La vicepresidente dell’Ordine degli Psicologi del Veneto analizza il disagio giovanile in relazione agli episodi avvenuti nella regione, ultimo in ordine di tempo l’omicidio di Francesco Favaretto vittima di una baby gang

Enrico Ferro
Violenza giovanile a Treviso (Fotofilm)
Violenza giovanile a Treviso (Fotofilm)

Fortunata Pizzoferro, psicoterapeuta e vicepresidente dell’Ordine degli Psicologi del Veneto, da dove arriva questo disagio dei giovani di oggi?

«C’è un disagio che arriva da una società che viaggia a livelli più veloci del passato, con modifiche sostanziali nel rapporto tra l’individuo e i propri desideri».

In che senso?

«Un tempo prima di ricevere una gratificazione bisognava attendere, era anche molto più comune dover accettare delle frustrazioni, fin dall’infanzia. Questa invece è una società che ai bambini dà tutto subito, non li allena alla frustrazione. Quando si scontrano con i limiti della scuola o della relazione tra pari, si scoprono disarmati».

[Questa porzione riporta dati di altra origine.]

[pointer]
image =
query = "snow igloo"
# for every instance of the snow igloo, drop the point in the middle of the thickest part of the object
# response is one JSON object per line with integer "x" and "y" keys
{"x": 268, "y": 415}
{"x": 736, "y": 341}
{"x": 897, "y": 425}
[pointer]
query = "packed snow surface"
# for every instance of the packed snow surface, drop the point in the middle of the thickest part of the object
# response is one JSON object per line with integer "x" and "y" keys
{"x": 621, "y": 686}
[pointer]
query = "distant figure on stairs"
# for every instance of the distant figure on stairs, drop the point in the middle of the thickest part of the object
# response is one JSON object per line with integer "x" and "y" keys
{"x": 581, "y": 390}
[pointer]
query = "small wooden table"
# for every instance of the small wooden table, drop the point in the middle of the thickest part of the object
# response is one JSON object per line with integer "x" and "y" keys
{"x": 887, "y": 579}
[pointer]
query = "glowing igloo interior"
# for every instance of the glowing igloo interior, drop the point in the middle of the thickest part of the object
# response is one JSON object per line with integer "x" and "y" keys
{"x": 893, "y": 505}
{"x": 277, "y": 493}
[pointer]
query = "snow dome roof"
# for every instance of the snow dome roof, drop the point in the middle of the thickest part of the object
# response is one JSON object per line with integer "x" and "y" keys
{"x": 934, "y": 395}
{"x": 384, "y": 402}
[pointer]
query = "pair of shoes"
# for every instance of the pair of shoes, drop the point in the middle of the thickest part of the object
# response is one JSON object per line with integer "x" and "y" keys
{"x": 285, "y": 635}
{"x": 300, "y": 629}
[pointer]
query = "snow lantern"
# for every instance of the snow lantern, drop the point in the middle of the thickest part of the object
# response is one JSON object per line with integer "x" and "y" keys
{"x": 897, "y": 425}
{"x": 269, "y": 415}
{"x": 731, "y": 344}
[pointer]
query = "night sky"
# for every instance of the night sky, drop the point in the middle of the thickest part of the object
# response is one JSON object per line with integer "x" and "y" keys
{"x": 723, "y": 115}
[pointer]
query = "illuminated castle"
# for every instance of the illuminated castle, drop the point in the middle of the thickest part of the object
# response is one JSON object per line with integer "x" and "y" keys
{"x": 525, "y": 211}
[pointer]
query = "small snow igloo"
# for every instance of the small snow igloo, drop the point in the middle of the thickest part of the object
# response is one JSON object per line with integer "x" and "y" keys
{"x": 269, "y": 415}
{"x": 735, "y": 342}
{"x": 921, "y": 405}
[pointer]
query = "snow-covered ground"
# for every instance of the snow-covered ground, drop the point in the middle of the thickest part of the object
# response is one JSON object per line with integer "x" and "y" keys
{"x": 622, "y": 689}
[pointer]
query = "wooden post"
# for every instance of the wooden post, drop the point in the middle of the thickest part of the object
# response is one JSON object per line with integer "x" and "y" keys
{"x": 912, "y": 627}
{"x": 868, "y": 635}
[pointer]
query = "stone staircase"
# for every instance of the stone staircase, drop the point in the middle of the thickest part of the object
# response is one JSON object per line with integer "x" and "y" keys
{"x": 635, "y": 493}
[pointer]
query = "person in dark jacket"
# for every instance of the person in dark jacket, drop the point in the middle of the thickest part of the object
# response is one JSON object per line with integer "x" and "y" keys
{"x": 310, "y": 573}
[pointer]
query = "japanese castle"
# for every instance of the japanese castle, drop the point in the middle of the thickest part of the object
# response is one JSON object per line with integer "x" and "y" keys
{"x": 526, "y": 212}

Però molti sono giovani di seconda generazione, che non sono cresciuti proprio tra gli agi.

«Infatti mi riferivo alla maggior parte degli adolescenti, i figli dei migranti sono una minoranza. Per loro ci sono cause specifiche: si sentono esclusi dal gruppi sociali e l’aggressività è rivendicazione. Le separazioni alimentano la conflittualità».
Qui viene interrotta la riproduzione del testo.